Microsoft's search engine Bing will display more detailed warnings when users encounter potential phishing and malware sites, as incidents continue to rise.
The news reported Friday in a blog post details how the search engine will change the way it communicates potential threats in search engine query results to individuals using its engine and webmasters using its ad and site tools.
The most significant change involves how Webmasters will receive notifications when a site becomes infected and by what type of infection. Bing will send a notification through the search engine's dashboard when a threat is detected on a company's site. After the webmasters addresses the concern, users can request a review of the status.
For those searching on Bing, the engine will identify whether the page ahead contains a phishing scam and in some cases will explain how the site might trick the individual into disclosing financial, personal, or other sensitive information.
Previously, Bing warned individuals using its search engine with a generic warning covering all of the different malware threat types.
Microsoft will allow the user to click through to the site, but will recommend that the individual pick another result.

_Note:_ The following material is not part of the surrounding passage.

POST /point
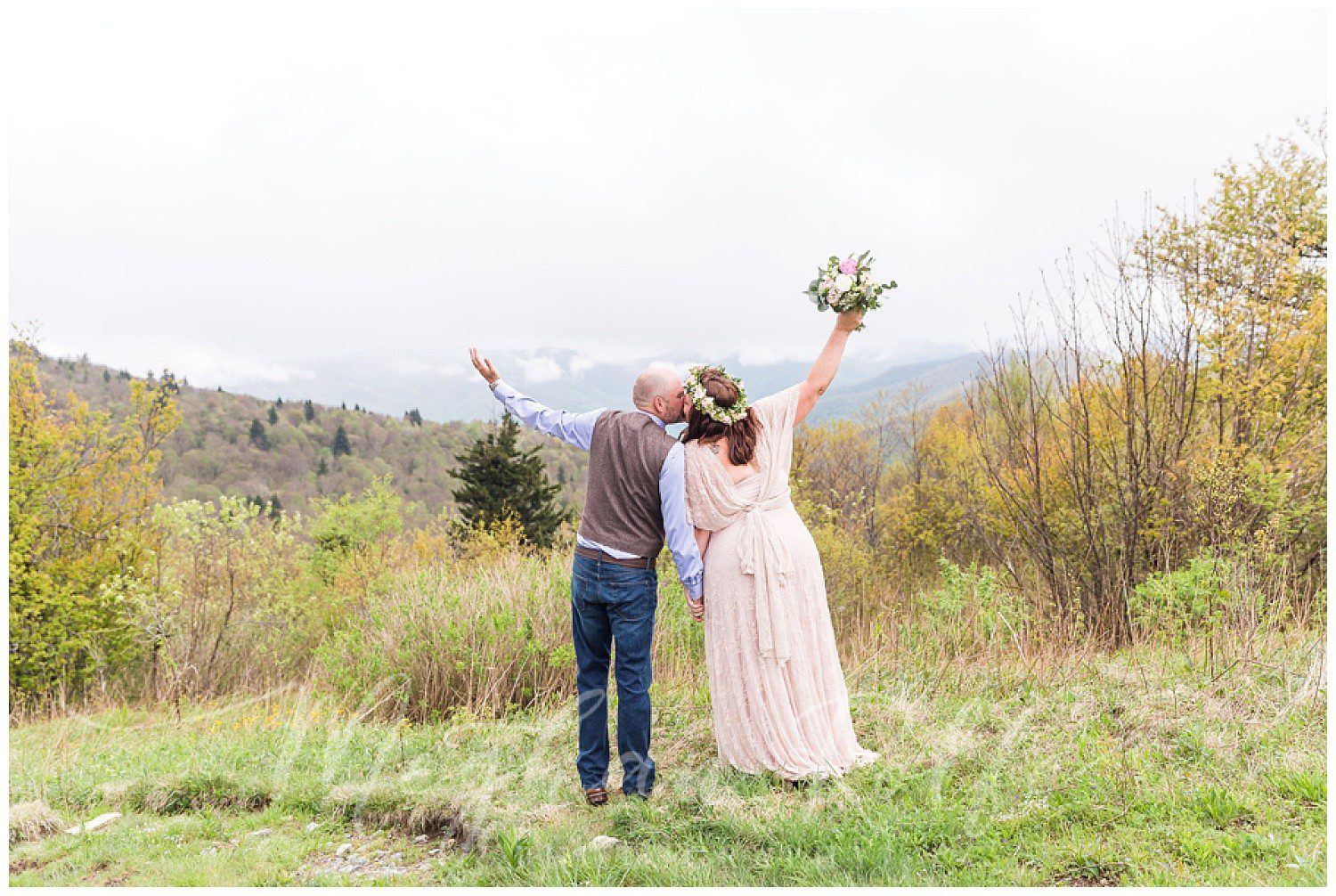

Poisoning search results through search engine optimization (SEO) has also been identified by Infoblox, a firm offering security appliances for large
companies, as a technique to drive traffic to malware exploit kits, as have several large spam attacks.
A Infoblox white paper calling out Google -- which also has been working to
stop malware and phishing through search results -- cites Federal Bureau of Investigation estimates that ransomware attacks cost U.S. victims $209 million in the first quarter of 2016 compared with
$24 million for all of 2015.
Google began urging Web site operators to sign up for security notifications after a study of 760,935 hijacked sites conducted with the University of California, Berkeley, between late 2013 and early 2014, revealed the difficulties in cleaning up infections that expose visitors to malware.
Fast forward to 2016 and the problem continues to escalate in a variety of media. AppRiver quarantined more than 2.3 billion messages and virus with more than 1.7 billion occurring in March 2016, already surpassing last year’s total virus traffic according to the company’s Q1 Global Security Report.